Oleg and Galina were fighting furiously, rolling across the trawler’s deck. Early in their struggle, she had kicked him hard enough to break his stranglehold and back him into a bulkhead-mounted grappling hook. When he’d reached down, as if to grab the knife-wielding hand of an attacker, she’d twisted her head away, squirming and punching. Gasping for air, she’d fought madly to get away from him.
He swung wildly at her now, striking her mouth and drawing blood from her lips. She stumbled backward, looking for any help she could find on the deck. Her fear of dying at his hands was great, but nothing compared to her dread for Alexandra once she was gone.
As he moved toward her, she remembered he’d slipped his gun into the back of his pants, cocky enough — or so vengeful — that he wanted to make her murder as personal as possible.
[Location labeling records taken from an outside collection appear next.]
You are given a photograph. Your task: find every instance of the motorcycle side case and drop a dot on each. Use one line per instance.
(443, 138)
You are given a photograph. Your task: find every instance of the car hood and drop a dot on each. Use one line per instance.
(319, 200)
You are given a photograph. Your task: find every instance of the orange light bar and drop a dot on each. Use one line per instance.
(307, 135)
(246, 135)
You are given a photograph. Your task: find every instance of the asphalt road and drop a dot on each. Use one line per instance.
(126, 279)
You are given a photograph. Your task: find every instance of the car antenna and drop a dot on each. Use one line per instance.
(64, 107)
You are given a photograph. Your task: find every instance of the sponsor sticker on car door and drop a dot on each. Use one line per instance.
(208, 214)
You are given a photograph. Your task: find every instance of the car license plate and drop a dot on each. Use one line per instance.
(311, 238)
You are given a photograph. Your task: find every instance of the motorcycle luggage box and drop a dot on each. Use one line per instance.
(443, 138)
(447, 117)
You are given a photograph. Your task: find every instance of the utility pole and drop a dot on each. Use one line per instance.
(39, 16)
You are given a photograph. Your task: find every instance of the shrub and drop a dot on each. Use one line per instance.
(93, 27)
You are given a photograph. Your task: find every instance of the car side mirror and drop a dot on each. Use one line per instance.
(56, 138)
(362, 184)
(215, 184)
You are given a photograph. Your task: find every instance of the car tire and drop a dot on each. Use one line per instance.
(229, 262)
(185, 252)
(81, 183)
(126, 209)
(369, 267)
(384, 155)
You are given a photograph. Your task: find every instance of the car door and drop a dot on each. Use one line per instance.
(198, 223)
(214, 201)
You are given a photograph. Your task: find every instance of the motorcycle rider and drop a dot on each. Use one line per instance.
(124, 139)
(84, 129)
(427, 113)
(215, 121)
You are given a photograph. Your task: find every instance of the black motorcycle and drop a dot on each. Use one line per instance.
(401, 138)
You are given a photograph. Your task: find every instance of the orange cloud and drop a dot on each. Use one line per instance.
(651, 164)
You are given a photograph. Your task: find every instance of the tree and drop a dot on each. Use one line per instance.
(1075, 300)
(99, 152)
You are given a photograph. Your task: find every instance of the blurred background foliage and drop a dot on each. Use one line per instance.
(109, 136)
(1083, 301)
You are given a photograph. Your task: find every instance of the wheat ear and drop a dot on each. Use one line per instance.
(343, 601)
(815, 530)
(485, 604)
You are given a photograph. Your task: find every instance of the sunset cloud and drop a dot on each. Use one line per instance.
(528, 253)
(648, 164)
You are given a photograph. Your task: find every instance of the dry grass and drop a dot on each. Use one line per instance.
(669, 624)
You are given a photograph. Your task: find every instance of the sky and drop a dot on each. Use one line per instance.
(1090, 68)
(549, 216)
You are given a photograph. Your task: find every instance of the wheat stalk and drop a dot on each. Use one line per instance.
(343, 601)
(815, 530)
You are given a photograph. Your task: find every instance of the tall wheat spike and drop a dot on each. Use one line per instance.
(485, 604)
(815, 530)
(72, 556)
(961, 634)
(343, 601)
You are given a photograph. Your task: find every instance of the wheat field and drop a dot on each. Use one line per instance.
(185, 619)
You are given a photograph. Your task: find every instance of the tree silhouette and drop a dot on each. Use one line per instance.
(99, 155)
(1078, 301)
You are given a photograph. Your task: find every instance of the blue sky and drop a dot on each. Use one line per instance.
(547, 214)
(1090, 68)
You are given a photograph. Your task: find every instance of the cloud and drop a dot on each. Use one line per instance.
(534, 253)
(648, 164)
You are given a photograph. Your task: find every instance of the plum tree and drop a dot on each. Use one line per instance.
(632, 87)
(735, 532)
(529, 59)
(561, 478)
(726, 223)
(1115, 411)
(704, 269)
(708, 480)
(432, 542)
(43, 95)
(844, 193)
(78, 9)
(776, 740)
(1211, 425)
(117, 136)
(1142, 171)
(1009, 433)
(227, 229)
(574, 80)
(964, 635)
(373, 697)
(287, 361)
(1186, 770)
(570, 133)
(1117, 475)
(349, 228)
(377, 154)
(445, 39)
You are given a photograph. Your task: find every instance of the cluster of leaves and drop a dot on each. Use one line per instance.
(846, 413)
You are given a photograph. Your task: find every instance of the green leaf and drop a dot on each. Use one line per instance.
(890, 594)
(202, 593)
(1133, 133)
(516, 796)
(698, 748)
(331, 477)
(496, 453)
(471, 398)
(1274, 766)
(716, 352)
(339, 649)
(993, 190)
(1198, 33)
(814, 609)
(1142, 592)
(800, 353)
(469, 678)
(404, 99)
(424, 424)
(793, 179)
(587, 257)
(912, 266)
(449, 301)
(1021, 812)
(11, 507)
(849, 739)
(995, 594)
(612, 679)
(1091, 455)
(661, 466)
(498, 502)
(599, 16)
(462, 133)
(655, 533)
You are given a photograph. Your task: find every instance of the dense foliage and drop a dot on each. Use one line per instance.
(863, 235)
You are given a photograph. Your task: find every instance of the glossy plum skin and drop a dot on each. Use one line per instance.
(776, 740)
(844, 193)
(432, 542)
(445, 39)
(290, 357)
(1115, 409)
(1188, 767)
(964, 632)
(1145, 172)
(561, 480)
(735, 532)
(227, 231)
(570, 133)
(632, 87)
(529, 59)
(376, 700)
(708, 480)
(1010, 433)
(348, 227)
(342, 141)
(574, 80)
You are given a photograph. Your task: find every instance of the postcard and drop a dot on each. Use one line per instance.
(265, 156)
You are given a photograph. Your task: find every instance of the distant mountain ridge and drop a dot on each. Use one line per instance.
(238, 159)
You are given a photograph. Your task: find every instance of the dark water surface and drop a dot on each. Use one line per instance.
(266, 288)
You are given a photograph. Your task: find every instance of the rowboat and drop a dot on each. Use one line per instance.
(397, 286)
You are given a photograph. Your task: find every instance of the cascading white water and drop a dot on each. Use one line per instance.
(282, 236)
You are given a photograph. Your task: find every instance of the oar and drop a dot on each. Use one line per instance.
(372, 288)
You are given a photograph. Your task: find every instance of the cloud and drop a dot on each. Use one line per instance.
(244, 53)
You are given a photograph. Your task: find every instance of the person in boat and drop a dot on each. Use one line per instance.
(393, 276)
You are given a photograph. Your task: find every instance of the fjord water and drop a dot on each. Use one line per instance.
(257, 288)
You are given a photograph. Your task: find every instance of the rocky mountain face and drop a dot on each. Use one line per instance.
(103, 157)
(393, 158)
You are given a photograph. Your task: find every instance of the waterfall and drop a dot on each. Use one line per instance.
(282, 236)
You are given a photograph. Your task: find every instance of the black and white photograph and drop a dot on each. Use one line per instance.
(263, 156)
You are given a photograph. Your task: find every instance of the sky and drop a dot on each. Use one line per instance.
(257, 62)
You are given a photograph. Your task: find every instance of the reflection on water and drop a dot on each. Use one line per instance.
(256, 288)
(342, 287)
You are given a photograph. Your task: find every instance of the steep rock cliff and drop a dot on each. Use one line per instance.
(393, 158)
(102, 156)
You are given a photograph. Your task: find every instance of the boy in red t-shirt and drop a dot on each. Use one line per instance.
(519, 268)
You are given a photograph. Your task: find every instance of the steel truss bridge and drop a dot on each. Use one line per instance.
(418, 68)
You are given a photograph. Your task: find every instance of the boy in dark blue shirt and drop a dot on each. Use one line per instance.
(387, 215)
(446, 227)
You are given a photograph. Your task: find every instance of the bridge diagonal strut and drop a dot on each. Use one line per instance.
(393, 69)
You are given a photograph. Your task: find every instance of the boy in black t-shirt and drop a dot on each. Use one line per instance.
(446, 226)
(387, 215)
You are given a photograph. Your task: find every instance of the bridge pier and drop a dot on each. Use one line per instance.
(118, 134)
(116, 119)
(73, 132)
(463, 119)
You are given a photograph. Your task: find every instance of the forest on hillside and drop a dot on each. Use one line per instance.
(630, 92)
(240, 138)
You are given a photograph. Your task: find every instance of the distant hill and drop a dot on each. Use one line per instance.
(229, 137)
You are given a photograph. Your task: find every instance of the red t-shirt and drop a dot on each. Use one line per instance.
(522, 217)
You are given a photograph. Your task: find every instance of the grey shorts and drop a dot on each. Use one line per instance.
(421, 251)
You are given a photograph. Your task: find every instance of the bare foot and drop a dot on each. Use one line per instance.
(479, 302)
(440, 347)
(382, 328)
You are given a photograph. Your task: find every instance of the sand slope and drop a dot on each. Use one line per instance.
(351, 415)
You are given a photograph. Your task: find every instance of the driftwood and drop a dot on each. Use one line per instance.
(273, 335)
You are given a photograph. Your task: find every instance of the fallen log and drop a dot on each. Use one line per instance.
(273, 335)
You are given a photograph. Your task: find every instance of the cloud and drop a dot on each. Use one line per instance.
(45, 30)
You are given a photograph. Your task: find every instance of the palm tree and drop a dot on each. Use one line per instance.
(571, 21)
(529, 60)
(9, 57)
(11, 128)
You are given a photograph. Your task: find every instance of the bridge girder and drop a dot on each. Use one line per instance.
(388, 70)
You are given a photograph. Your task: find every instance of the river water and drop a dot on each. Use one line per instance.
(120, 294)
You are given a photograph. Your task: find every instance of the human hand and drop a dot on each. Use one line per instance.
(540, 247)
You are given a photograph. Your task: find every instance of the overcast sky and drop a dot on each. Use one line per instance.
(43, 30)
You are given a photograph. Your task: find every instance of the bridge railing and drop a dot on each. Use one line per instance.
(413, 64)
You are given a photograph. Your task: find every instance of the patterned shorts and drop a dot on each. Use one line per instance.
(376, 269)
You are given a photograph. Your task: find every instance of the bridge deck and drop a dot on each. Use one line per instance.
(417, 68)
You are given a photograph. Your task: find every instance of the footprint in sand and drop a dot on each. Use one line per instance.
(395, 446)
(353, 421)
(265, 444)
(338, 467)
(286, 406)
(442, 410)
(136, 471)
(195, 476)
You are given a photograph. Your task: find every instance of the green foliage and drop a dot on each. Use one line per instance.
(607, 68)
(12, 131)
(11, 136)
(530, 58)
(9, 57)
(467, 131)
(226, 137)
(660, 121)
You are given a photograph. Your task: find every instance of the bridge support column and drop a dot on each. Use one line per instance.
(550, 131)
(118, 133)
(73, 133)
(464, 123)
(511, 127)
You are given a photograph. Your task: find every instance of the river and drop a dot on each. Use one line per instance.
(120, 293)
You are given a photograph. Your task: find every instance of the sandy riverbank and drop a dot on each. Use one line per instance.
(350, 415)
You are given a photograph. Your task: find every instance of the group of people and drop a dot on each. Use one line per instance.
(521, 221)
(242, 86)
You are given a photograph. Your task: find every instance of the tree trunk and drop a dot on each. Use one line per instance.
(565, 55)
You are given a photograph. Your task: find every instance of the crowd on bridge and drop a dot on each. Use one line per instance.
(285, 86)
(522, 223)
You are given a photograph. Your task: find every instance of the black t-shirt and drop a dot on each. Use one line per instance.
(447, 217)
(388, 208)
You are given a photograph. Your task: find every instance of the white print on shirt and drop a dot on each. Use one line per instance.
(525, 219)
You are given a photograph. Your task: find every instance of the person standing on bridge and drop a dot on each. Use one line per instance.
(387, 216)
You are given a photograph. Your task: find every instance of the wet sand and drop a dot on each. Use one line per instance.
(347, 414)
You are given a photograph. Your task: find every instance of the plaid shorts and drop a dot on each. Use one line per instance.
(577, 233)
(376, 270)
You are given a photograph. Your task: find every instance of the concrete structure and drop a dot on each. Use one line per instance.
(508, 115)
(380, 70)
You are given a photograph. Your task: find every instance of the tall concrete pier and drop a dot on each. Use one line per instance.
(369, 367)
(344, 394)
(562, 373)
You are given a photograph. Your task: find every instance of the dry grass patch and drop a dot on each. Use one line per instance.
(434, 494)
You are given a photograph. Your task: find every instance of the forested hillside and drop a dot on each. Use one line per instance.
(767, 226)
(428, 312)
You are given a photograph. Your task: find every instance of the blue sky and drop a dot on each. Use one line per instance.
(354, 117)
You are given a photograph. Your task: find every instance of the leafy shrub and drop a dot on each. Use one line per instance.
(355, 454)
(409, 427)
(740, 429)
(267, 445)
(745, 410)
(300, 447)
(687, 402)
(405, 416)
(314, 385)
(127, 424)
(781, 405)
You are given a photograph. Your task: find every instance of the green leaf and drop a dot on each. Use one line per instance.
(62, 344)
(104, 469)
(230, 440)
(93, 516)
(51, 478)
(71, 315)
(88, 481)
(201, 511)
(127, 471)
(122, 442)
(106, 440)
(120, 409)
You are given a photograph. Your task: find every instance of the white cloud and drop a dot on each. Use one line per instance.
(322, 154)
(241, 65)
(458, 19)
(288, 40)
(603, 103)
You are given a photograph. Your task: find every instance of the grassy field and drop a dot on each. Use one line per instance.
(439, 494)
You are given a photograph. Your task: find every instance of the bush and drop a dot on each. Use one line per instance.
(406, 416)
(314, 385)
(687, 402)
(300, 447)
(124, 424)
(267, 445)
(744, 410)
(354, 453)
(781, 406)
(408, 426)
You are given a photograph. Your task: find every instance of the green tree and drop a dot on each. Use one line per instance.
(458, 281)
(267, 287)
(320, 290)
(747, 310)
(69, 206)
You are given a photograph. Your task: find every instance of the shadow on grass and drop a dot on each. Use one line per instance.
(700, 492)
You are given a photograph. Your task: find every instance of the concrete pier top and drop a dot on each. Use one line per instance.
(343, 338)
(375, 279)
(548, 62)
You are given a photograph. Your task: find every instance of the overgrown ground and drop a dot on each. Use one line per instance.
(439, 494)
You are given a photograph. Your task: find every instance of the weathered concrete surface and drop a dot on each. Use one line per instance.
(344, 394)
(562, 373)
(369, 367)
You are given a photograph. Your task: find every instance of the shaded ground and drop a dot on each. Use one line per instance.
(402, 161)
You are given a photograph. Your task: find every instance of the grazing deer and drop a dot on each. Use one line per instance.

But when she tried to circle around him to reach for his weapon, he seized her hand.
“I know you want the gun, and you’ll get it.”
Galina tried to pull away, but his other hand latched on. Before she could fight back, he forced her onto her knees, his hands like steel clamps around her neck once more.
“Stupid girl. You could have had the whole world with me.”
Galina tried to speak, a futile effort with him draining the last of her air. But he must have wanted to hear her because he eased up just enough for her to cough and say, “I had nothing with you but lies. Better dead than with you.”
He pressed his thumbs back into her neck and snapped her head around. “I will strangle your cancer kid next. I promise.”
His eyes bulged with anger, and his hands squeezed harder. She couldn’t break his grip. She looked around frantically once more. Anything.
There.
The cop was frantically trying to work his hands free from the bench where he’d been tied up. All she had was hope, spurred by his offer of help only minutes ago.
Get his gun, she thought at the cop. The gun.
Galina fought for every extra second of life now, pounding Oleg’s hands, but to no avail. She began to black out. The cop had loosened the rope, but was still entangled in it.
Galina threw a desperate punch, trying to pound Oleg’s scrotum. She missed, but alarm filled his face, and she guessed she must have come close. She tried again. He caught her fist this time.
He was still choking her, but with only one hand. She was grabbing half breaths, telling herself she just needed a few seconds more.
His gun. Grab it. Staring at the cop again, hoping he really was on her side. Black splotches appeared before her eyes. The cop rose to his feet.
The gun, she pleaded silently one last time.
But the cop would never get it because Oleg reached back right then and grabbed his nine millimeter. He shoved the barrel into Galina’s mouth.